Presentation information

[E] Oral

A (Atmospheric and Hydrospheric Sciences ) » A-OS Ocean Sciences & Ocean Environment

[A-OS07] Climate variability and predictability on subseasonal to decadal timescales

Thu. May 30, 2019 1:45 PM - 3:15 PM 105 (1F)

convener:Takashi Mochizuki(Japan Agency for Marine-Earth Science and Technology), V Ramaswamy(NOAA GFDL), Doug Smith(Met Office), Yushi Morioka(Japan Agency for Marine-Earth Science and Technology), Chairperson:V Ramaswamy(NOAA GFDL), Takashi Mochizuki(Japan Agency for Marine-Earth Science and Technology)

3:00 PM - 3:15 PM

[AOS07-06] Development of weakly coupled atmosphere-ocean data assimilation system and the evaluation of the coupled reanalysis in JMA/MRI

★Invited Papers

*Yosuke Fujii1, Chiaki Kobayashi1, Toshiyuki Ishibashi1, Yuhei Takaya1 (1.Meteorological Research Institute, Japan Meteorological Agency)

Keywords:coupled data assimilation, coupled analysis, Subseasonal-to-seasonal prediction, sea surface temperature, precipitation

JMA/MRI have developed a weakly-coupled Data Assimilation (DA) system, MRI-CDA1, based on JMA’s operational systems.
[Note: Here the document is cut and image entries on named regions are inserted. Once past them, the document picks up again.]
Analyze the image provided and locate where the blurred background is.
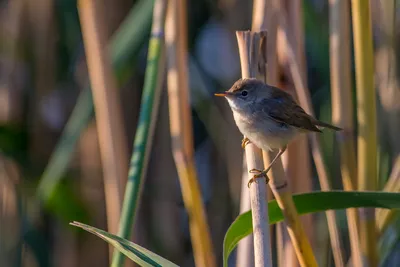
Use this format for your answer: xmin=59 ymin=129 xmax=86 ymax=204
xmin=0 ymin=0 xmax=400 ymax=267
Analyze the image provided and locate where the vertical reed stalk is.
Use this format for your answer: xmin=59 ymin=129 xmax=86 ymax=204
xmin=259 ymin=29 xmax=318 ymax=266
xmin=236 ymin=31 xmax=272 ymax=267
xmin=279 ymin=0 xmax=318 ymax=264
xmin=78 ymin=0 xmax=128 ymax=233
xmin=36 ymin=0 xmax=153 ymax=203
xmin=376 ymin=155 xmax=400 ymax=233
xmin=280 ymin=9 xmax=344 ymax=266
xmin=165 ymin=0 xmax=216 ymax=267
xmin=351 ymin=0 xmax=378 ymax=266
xmin=112 ymin=0 xmax=168 ymax=267
xmin=329 ymin=0 xmax=362 ymax=267
xmin=236 ymin=157 xmax=254 ymax=267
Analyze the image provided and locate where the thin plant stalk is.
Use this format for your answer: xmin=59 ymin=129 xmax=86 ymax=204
xmin=236 ymin=156 xmax=254 ymax=267
xmin=351 ymin=0 xmax=378 ymax=266
xmin=236 ymin=31 xmax=272 ymax=267
xmin=236 ymin=0 xmax=269 ymax=267
xmin=259 ymin=27 xmax=318 ymax=266
xmin=78 ymin=0 xmax=128 ymax=233
xmin=376 ymin=156 xmax=400 ymax=232
xmin=111 ymin=0 xmax=168 ymax=267
xmin=165 ymin=0 xmax=216 ymax=267
xmin=280 ymin=10 xmax=344 ymax=266
xmin=36 ymin=0 xmax=153 ymax=201
xmin=278 ymin=0 xmax=319 ymax=264
xmin=329 ymin=0 xmax=362 ymax=267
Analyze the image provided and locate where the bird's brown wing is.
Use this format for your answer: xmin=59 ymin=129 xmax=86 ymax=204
xmin=262 ymin=86 xmax=321 ymax=132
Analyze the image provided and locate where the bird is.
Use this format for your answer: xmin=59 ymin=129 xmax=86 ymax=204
xmin=215 ymin=78 xmax=342 ymax=187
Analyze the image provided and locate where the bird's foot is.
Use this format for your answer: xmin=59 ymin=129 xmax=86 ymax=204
xmin=242 ymin=137 xmax=250 ymax=149
xmin=247 ymin=169 xmax=269 ymax=188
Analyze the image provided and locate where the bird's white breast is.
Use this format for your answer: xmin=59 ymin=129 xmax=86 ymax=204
xmin=233 ymin=109 xmax=297 ymax=151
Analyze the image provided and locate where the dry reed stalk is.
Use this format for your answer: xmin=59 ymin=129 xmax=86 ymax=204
xmin=236 ymin=0 xmax=273 ymax=267
xmin=376 ymin=156 xmax=400 ymax=233
xmin=280 ymin=9 xmax=344 ymax=266
xmin=236 ymin=31 xmax=272 ymax=267
xmin=351 ymin=0 xmax=379 ymax=266
xmin=236 ymin=156 xmax=254 ymax=267
xmin=278 ymin=0 xmax=316 ymax=265
xmin=78 ymin=0 xmax=128 ymax=233
xmin=24 ymin=0 xmax=57 ymax=164
xmin=165 ymin=0 xmax=216 ymax=267
xmin=329 ymin=0 xmax=362 ymax=267
xmin=259 ymin=28 xmax=317 ymax=266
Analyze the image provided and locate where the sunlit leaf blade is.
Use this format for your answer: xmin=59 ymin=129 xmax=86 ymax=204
xmin=37 ymin=0 xmax=154 ymax=201
xmin=71 ymin=222 xmax=178 ymax=267
xmin=223 ymin=191 xmax=400 ymax=266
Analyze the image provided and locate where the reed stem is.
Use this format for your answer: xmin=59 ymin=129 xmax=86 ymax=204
xmin=280 ymin=9 xmax=344 ymax=266
xmin=111 ymin=0 xmax=167 ymax=267
xmin=78 ymin=0 xmax=128 ymax=233
xmin=165 ymin=0 xmax=216 ymax=267
xmin=351 ymin=0 xmax=378 ymax=266
xmin=329 ymin=0 xmax=362 ymax=267
xmin=236 ymin=31 xmax=272 ymax=267
xmin=259 ymin=28 xmax=318 ymax=267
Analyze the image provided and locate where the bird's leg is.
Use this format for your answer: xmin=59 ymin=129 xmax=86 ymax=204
xmin=247 ymin=146 xmax=286 ymax=187
xmin=242 ymin=136 xmax=250 ymax=149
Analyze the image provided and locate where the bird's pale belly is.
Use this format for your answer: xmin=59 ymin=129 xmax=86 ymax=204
xmin=235 ymin=112 xmax=298 ymax=151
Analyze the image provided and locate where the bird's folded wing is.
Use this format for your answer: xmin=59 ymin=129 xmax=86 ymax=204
xmin=262 ymin=89 xmax=321 ymax=132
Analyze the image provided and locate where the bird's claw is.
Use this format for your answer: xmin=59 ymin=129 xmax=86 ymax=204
xmin=247 ymin=169 xmax=269 ymax=188
xmin=242 ymin=137 xmax=250 ymax=149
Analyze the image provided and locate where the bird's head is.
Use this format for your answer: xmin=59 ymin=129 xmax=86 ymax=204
xmin=215 ymin=78 xmax=269 ymax=112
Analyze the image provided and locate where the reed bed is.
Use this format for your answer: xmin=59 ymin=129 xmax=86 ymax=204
xmin=329 ymin=0 xmax=362 ymax=267
xmin=165 ymin=0 xmax=216 ymax=267
xmin=236 ymin=31 xmax=272 ymax=267
xmin=280 ymin=9 xmax=344 ymax=266
xmin=78 ymin=0 xmax=128 ymax=236
xmin=351 ymin=0 xmax=378 ymax=266
xmin=111 ymin=0 xmax=168 ymax=267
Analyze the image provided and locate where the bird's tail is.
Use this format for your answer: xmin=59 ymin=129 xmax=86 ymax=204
xmin=314 ymin=120 xmax=343 ymax=131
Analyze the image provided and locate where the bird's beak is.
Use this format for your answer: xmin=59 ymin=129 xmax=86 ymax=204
xmin=214 ymin=92 xmax=229 ymax=96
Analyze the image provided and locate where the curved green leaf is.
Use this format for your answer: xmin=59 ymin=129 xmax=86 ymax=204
xmin=223 ymin=191 xmax=400 ymax=266
xmin=71 ymin=222 xmax=179 ymax=267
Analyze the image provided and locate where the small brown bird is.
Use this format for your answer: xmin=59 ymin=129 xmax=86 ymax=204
xmin=215 ymin=78 xmax=342 ymax=185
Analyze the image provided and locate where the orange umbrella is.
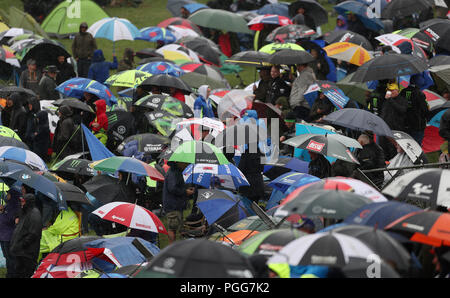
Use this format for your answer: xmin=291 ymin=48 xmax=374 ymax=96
xmin=219 ymin=230 xmax=259 ymax=245
xmin=323 ymin=42 xmax=373 ymax=66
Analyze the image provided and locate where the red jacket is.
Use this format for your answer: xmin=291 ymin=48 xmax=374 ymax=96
xmin=89 ymin=99 xmax=108 ymax=132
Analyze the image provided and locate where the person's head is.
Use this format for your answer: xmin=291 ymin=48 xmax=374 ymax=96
xmin=270 ymin=65 xmax=280 ymax=79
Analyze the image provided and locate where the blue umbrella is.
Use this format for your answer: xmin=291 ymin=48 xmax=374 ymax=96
xmin=135 ymin=27 xmax=177 ymax=44
xmin=55 ymin=78 xmax=117 ymax=106
xmin=136 ymin=61 xmax=185 ymax=77
xmin=333 ymin=1 xmax=384 ymax=31
xmin=183 ymin=163 xmax=250 ymax=189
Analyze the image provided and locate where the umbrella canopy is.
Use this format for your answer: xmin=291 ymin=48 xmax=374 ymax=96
xmin=169 ymin=141 xmax=230 ymax=165
xmin=323 ymin=108 xmax=393 ymax=137
xmin=87 ymin=17 xmax=141 ymax=41
xmin=265 ymin=24 xmax=316 ymax=43
xmin=0 ymin=146 xmax=48 ymax=172
xmin=382 ymin=169 xmax=450 ymax=208
xmin=384 ymin=210 xmax=450 ymax=247
xmin=90 ymin=156 xmax=164 ymax=181
xmin=136 ymin=61 xmax=185 ymax=77
xmin=52 ymin=97 xmax=95 ymax=114
xmin=352 ymin=54 xmax=428 ymax=82
xmin=188 ymin=8 xmax=253 ymax=34
xmin=283 ymin=134 xmax=359 ymax=164
xmin=323 ymin=42 xmax=373 ymax=66
xmin=267 ymin=232 xmax=375 ymax=267
xmin=55 ymin=78 xmax=117 ymax=106
xmin=105 ymin=69 xmax=152 ymax=88
xmin=92 ymin=202 xmax=167 ymax=234
xmin=136 ymin=239 xmax=254 ymax=278
xmin=274 ymin=189 xmax=372 ymax=219
xmin=326 ymin=225 xmax=411 ymax=272
xmin=183 ymin=163 xmax=250 ymax=189
xmin=197 ymin=189 xmax=249 ymax=229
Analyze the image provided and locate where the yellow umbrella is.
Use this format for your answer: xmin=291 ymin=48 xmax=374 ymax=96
xmin=323 ymin=42 xmax=373 ymax=66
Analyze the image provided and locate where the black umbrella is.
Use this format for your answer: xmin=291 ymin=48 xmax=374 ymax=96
xmin=52 ymin=97 xmax=95 ymax=114
xmin=54 ymin=182 xmax=92 ymax=205
xmin=324 ymin=30 xmax=373 ymax=51
xmin=381 ymin=0 xmax=432 ymax=19
xmin=136 ymin=239 xmax=254 ymax=278
xmin=139 ymin=74 xmax=192 ymax=94
xmin=269 ymin=50 xmax=315 ymax=65
xmin=351 ymin=53 xmax=428 ymax=83
xmin=289 ymin=0 xmax=328 ymax=27
xmin=326 ymin=225 xmax=411 ymax=272
xmin=117 ymin=133 xmax=170 ymax=153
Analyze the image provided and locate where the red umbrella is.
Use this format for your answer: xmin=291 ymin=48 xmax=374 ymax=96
xmin=92 ymin=202 xmax=167 ymax=234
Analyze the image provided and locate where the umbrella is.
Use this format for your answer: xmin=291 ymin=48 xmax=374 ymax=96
xmin=237 ymin=229 xmax=306 ymax=258
xmin=196 ymin=189 xmax=249 ymax=229
xmin=50 ymin=158 xmax=94 ymax=180
xmin=136 ymin=61 xmax=185 ymax=77
xmin=274 ymin=189 xmax=372 ymax=219
xmin=183 ymin=163 xmax=250 ymax=189
xmin=188 ymin=8 xmax=253 ymax=34
xmin=333 ymin=0 xmax=384 ymax=31
xmin=382 ymin=169 xmax=450 ymax=208
xmin=176 ymin=36 xmax=222 ymax=67
xmin=381 ymin=0 xmax=432 ymax=19
xmin=133 ymin=94 xmax=194 ymax=117
xmin=52 ymin=97 xmax=95 ymax=114
xmin=324 ymin=225 xmax=411 ymax=272
xmin=324 ymin=30 xmax=373 ymax=51
xmin=384 ymin=210 xmax=450 ymax=247
xmin=136 ymin=239 xmax=254 ymax=278
xmin=217 ymin=89 xmax=254 ymax=120
xmin=265 ymin=24 xmax=316 ymax=43
xmin=117 ymin=133 xmax=170 ymax=153
xmin=169 ymin=141 xmax=230 ymax=165
xmin=55 ymin=78 xmax=117 ymax=106
xmin=55 ymin=182 xmax=92 ymax=205
xmin=289 ymin=0 xmax=328 ymax=27
xmin=92 ymin=202 xmax=167 ymax=234
xmin=89 ymin=156 xmax=164 ymax=181
xmin=225 ymin=51 xmax=270 ymax=66
xmin=323 ymin=108 xmax=393 ymax=137
xmin=247 ymin=14 xmax=292 ymax=31
xmin=135 ymin=26 xmax=177 ymax=44
xmin=283 ymin=134 xmax=359 ymax=164
xmin=139 ymin=74 xmax=191 ymax=93
xmin=105 ymin=69 xmax=152 ymax=88
xmin=343 ymin=200 xmax=422 ymax=229
xmin=267 ymin=232 xmax=375 ymax=267
xmin=0 ymin=169 xmax=67 ymax=210
xmin=352 ymin=54 xmax=428 ymax=82
xmin=87 ymin=17 xmax=141 ymax=52
xmin=323 ymin=42 xmax=373 ymax=66
xmin=269 ymin=49 xmax=315 ymax=65
xmin=0 ymin=146 xmax=48 ymax=172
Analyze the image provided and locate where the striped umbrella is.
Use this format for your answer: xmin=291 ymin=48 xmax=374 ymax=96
xmin=323 ymin=42 xmax=373 ymax=66
xmin=0 ymin=146 xmax=48 ymax=172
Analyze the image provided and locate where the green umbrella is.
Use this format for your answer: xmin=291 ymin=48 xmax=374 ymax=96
xmin=105 ymin=69 xmax=152 ymax=88
xmin=188 ymin=8 xmax=254 ymax=35
xmin=169 ymin=141 xmax=230 ymax=165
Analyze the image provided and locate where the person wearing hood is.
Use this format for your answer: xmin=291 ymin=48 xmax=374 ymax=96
xmin=194 ymin=85 xmax=214 ymax=118
xmin=9 ymin=193 xmax=42 ymax=278
xmin=89 ymin=99 xmax=108 ymax=145
xmin=6 ymin=92 xmax=27 ymax=140
xmin=88 ymin=49 xmax=118 ymax=84
xmin=72 ymin=22 xmax=97 ymax=78
xmin=117 ymin=48 xmax=135 ymax=72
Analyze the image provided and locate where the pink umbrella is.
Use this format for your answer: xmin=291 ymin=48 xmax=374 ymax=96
xmin=92 ymin=202 xmax=167 ymax=234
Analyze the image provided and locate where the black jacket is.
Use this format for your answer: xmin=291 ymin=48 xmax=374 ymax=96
xmin=10 ymin=194 xmax=42 ymax=261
MRI-CDA1 is composed of the global atmosphere Four-Dimensional Variational (4DVAR) system for numerical weather predictions, the global ocean Three-Dimensional Variational (3DVAR) system for seasonal predictions, and the coupled atmosphere-ocean model for seasonal predictions. The coupled atmosphere-ocean model is adopted as the outer model of the atmospheric 4DVAR routine although the uncoupled atmospheric model is used as the inner model. While the atmospheric 4DVAR analysis is performed every 6 hours, the oceanic 3DVAR analysis is performed every 10 days and the oceanic analysis increments are applied in the integrations of the outer (coupled) model.

Coupled reanalysis experiments based on MRI-CDA1 are conducted for the period from November 2013 to December 2015. In the coupled reanalysis the excess rainfall found in the tropics in Japanese 55-year Reanalysis (JRA-55) is effectively suppressed, particularly in the Intertropcal Convergence Zone (ITCZ) in the Pacific. We also confirmed that the coupled DA system properly reproduces the lagged-correlated variations of Sea Surface Temperature (SST) and precipitation in the far western tropical North Pacific which is not reproduced by a regular uncoupled DA system. The variation of the precipitation is improved in the coupled reanalysis over the uncoupled one when only conventional data and oceanic data are assimilated. But the coupled DA system adjusts SST to the change of precipitation, instead of correcting the precipitation field, when atmospheric data from satellite are additionally assimilated. We also conducted another coupled reanalysis experiment in which the atmospheric observation error variances set larger than the original, and found that the variation of the precipitation in the tropics is roughly improved over the original coupled reanalysis.